Investors blame SEC for high capital flight, stock delisting

Securities and Exchange Commission (SEC) tower. Photo/nairametrics

GSK, PZ, others pull over N127b from bourse

With close to N127 billion capitalisation of four listed firms pulling out from the stock market within eight months, shareholders yesterday, blamed the Securities and Exchange Commission (SEC) for the renewed move by companies to delist voluntarily from the exchange and rising capital flight.

This came as PZ Cussons disclosed, yesterday, that it would acquire shares held by other shareholders of PZ Cussons Nigeria Plc (PZCN) subject to prevailing market conditions.

The company offered to buy the shares at N21 apiece. The proposed transaction is, however, subject to the consideration and approval of the Board of PZCN, the company’s shareholders and requisite regulatory authorities, according to the statement.

PZ Cussons Nigeria is currently the 36th most valuable stock on the NGX with a market capitalisation of N75.8 billion, which makes up about 0.203 per cent of the Nigerian equities market.

The shareholders, in separate interviews with The Guardian disclosed that some firms in the oil and gas sector are currently seeking regulatory approval to delist from the exchange.

According to them, the regulatory authority has abandoned its oversight functions and failed to engage the management of the listed firms at regular intervals to find out what their challenges and weaknesses are to find lasting solutions to the problems.

They said this is why directors of listed firms have not prioritised regulation and compliance, which currently constitutes a significant risk to their businesses.

They urged the regulators to reverse the trend by strengthening engagement with the board of listed firms, monitoring their activities and encouraging companies to maintain their listing status.

Recall that the Nigerian Exchange Limited (NGX) had in July 2023 announced the delisting of Ardova Petroleum Plc from the daily official list. Before the delisting, market capitalisation of the company stood at N21.5 billion.

As shareholders were still counting their losses, Coronation Insurance with a market capitalisation of N14.4 billion came up with a letter to the exchange stating that it had received an offer from Coronation Capital (Mauritius) Limited to acquire shares of the company at 65 kobo per share and subsequently delist from the exchange.

Last month, news broke that GlaxoSmithKline Consumer Nigeria Plc (GSK) has pulled out all its operations from Nigeria, seeding shivers through the market.

Glaxo Smithkline Consumer is currently the 63rd most valuable stock on the NGX with a market capitalisation of NGN 15.5 billion, which makes about 0.042 per cent of the Nigerian Exchange Limited (NGX) market capitalisation.

President of Independent Shareholders Association of Nigeria (ISAN), Moses Igbrude, said the directors of the delisting firms in interaction with leaders of shareholders groups cited the high cost of listing as a major factor fuelling the renewed delisting.

He said: “My interaction with some of these firms indicated that the cost of listing, the fees they pay to the SEC, NGX, Registrar, CAC and even IFRS is eroding their bottom line.
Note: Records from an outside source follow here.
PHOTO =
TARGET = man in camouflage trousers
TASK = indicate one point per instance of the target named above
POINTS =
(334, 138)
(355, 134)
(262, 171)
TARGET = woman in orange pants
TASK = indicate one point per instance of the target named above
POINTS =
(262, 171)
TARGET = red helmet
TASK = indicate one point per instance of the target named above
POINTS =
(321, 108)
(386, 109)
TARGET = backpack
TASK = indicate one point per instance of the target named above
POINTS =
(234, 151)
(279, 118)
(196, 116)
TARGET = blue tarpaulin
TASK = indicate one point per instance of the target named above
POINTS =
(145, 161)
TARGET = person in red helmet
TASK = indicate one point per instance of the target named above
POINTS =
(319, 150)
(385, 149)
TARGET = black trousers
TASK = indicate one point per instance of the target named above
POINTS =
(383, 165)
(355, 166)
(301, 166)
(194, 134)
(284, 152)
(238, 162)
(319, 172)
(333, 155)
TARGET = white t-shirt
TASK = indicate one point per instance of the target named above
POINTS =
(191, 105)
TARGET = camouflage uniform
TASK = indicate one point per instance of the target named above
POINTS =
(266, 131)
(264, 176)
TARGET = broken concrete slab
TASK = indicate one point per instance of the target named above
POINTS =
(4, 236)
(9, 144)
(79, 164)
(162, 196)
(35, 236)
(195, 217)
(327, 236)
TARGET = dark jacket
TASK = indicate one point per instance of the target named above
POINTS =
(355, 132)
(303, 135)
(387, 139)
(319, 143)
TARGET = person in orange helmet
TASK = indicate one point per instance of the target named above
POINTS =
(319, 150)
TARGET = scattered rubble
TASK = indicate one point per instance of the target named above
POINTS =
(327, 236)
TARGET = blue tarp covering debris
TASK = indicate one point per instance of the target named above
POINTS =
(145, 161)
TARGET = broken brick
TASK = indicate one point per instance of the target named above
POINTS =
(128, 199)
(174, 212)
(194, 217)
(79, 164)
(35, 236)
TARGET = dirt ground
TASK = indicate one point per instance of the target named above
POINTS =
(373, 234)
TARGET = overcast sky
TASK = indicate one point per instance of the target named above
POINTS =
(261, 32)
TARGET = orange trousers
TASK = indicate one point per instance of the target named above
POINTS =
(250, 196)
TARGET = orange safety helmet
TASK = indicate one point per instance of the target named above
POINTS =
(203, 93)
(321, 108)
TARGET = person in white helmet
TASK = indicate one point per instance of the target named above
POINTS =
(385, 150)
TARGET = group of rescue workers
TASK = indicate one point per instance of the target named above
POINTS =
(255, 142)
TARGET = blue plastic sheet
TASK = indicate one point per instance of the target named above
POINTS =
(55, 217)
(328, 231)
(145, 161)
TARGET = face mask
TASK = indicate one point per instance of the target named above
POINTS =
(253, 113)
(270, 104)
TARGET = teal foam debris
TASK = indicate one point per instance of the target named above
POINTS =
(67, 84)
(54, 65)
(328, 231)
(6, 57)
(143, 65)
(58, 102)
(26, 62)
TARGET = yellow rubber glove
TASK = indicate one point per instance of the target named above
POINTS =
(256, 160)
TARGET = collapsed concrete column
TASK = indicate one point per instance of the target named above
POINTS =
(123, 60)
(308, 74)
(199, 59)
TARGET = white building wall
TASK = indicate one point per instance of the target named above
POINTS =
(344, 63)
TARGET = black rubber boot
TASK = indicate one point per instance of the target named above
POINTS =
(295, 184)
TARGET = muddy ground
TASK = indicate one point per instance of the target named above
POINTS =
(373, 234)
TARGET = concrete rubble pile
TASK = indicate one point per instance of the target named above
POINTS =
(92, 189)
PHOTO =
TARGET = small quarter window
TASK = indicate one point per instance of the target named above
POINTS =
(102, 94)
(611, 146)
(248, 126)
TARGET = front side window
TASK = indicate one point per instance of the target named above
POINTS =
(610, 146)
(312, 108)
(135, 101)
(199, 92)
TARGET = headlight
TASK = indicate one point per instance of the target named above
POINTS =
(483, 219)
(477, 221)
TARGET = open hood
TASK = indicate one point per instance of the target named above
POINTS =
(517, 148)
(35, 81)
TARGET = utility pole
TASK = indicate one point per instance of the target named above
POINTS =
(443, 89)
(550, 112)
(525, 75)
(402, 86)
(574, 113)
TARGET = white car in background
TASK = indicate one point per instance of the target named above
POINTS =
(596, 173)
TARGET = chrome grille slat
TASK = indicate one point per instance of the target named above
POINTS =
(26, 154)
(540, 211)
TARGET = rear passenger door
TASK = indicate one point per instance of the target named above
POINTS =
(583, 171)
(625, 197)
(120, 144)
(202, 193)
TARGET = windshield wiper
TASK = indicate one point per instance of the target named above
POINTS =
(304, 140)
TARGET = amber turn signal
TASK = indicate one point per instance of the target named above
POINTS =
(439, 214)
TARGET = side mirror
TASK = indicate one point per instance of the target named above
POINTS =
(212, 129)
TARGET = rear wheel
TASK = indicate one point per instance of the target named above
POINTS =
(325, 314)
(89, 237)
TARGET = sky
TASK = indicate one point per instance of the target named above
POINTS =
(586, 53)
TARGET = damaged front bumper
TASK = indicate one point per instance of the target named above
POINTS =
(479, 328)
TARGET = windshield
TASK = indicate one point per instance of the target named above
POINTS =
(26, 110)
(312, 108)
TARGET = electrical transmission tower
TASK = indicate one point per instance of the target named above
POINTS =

“This is in addition to the harsh operating environment and infrastructure challenges in Nigeria. The regulators have failed to find out what their challenges are to see how they can assist them to reduce their cost of operations.”

President of New Dimension Shareholders Association, Patric Ajudua said shareholders have reported corporate governance lapses perpetrated by the boards of PZ Cussons, especially the assets stripping but noted that the regulators have not made any efforts to investigate the matter.

Assets stripping is the practice of taking over a company in financial difficulties and selling each of its assets separately at a profit without regard for the company’s future.

Ajudua said: “The SEC has abandoned their oversight function in preference to imposing high penalties/fines on these companies. Their major role is to monitor the activities of the firms every quarter through unscheduled visits/interactions to find out if they are truly observing good corporate governance.

“I seriously doubt if SEC acts on the whistle-blowing report because in the case of PZ Cussons, shareholders have called their attention to the regulator on the asset stripping going on in the company before now and nothing was done about it.”

Co-founder of Nigeria Shareholders Solidarity Association, Gbadebo listed factors fueling the delisting of companies from the stock market to include: board disagreements, overseas parent policies, indiscipline by management/board of directors and corruption among others.

“It is quite unfortunate that ordinary shareholders suffer at the end despite our repeated warning at yearly general meetings and closed-door meetings with management and directors of these companies. If the regulation is now reset to state that bailout bargains must be based on the profit made by the company in the last five to ten years, we will start seeing a reduction in the number of delisting firms,” he argued.